Researchers Confirm Exoplanet Has Clouds Using Hubble Telescope 62
Exoplanet GJ 1214 b was discovered in 2009 by the MEarth project. Researchers now have strong evidence that it has an atmosphere. "[A] team of astronomers led by UChicago's Laura Kreidberg and Jacob Bean have detected clear evidence of clouds in the atmosphere of GJ 1214b from data collected with the Hubble Space Telescope. The Hubble observations used 96 hours of telescope time spread over 11 months. This was the largest Hubble program ever devoted to studying a single exoplanet. ... The first spectra, which were obtained by Bean in 2010 using a ground-based telescope, suggested that the planet's atmosphere either was predominantly water vapor or hydrogen-dominated with high-altitude clouds. ... More precise Hubble observations made in 2012 and 2013 allowed the team to distinguish between these two scenarios. ... The best explanation for the new data is that there are high-altitude clouds in the atmosphere of the planet, though their composition is unknown. Models of super-Earth atmospheres predict clouds could be made out of potassium chloride or zinc sulfide at the scorching temperatures of 450 degrees Fahrenheit found on GJ 1214b."
Re:We're exploring space just fine (Score:4, Insightful)

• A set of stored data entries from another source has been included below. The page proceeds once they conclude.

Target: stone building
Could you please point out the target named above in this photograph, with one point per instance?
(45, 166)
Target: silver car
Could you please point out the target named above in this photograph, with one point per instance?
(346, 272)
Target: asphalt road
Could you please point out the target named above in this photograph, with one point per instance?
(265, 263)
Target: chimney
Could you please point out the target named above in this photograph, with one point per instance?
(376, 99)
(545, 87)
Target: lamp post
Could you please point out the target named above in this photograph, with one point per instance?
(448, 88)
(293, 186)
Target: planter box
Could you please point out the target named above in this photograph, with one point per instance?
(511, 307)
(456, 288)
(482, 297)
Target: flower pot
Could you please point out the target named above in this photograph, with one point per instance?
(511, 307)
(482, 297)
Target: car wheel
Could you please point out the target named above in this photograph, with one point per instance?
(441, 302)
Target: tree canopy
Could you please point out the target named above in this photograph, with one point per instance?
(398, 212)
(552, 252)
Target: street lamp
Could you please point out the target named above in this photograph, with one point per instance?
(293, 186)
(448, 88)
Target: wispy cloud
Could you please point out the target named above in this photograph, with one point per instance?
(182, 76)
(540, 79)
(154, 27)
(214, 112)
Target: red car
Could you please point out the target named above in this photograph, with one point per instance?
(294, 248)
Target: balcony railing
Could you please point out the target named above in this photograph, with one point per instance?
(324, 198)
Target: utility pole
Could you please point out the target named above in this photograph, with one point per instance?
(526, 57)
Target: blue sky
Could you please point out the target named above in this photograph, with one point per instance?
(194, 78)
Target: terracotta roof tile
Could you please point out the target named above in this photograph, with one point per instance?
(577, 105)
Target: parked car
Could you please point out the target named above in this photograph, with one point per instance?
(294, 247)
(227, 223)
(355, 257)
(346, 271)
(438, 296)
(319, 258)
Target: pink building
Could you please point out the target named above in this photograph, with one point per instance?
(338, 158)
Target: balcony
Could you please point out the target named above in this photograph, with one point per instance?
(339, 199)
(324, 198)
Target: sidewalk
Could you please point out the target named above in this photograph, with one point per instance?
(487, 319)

I hitchhiked to Cape Canaveral for the third launch of Colombia, and went to the visitor's center there. Lying outside was a complete Saturn 5. Inside the visitor's center's museum was the matching LEM, Command Module and Rover. IIRC this was the assembly for the cancelled Apollo 19. Talking with staff at the center I found that there were three others scattered around the country, from the rest of the cancelled missions. They said that everything had been purchased and delivered for all four missions, even the fuel, and all that remained was the least expensive portion of the projects, conducting the actual missions. One of the other visitors who had joined the discussion said, "Since the only NASA and JPL would be necessary to that part there wasn't any need to fund it. Their real constituents, Boeing, Honeywell and such, had gotten their money already. Better to take the mission funding and spend it on killing brown people."
On my way back out I looked at that enormous, glorious marvel of engineering abandoned and baking in the sun and cried. The Shuttle launch was spectacular, but that image is the one that I still remember most vividly.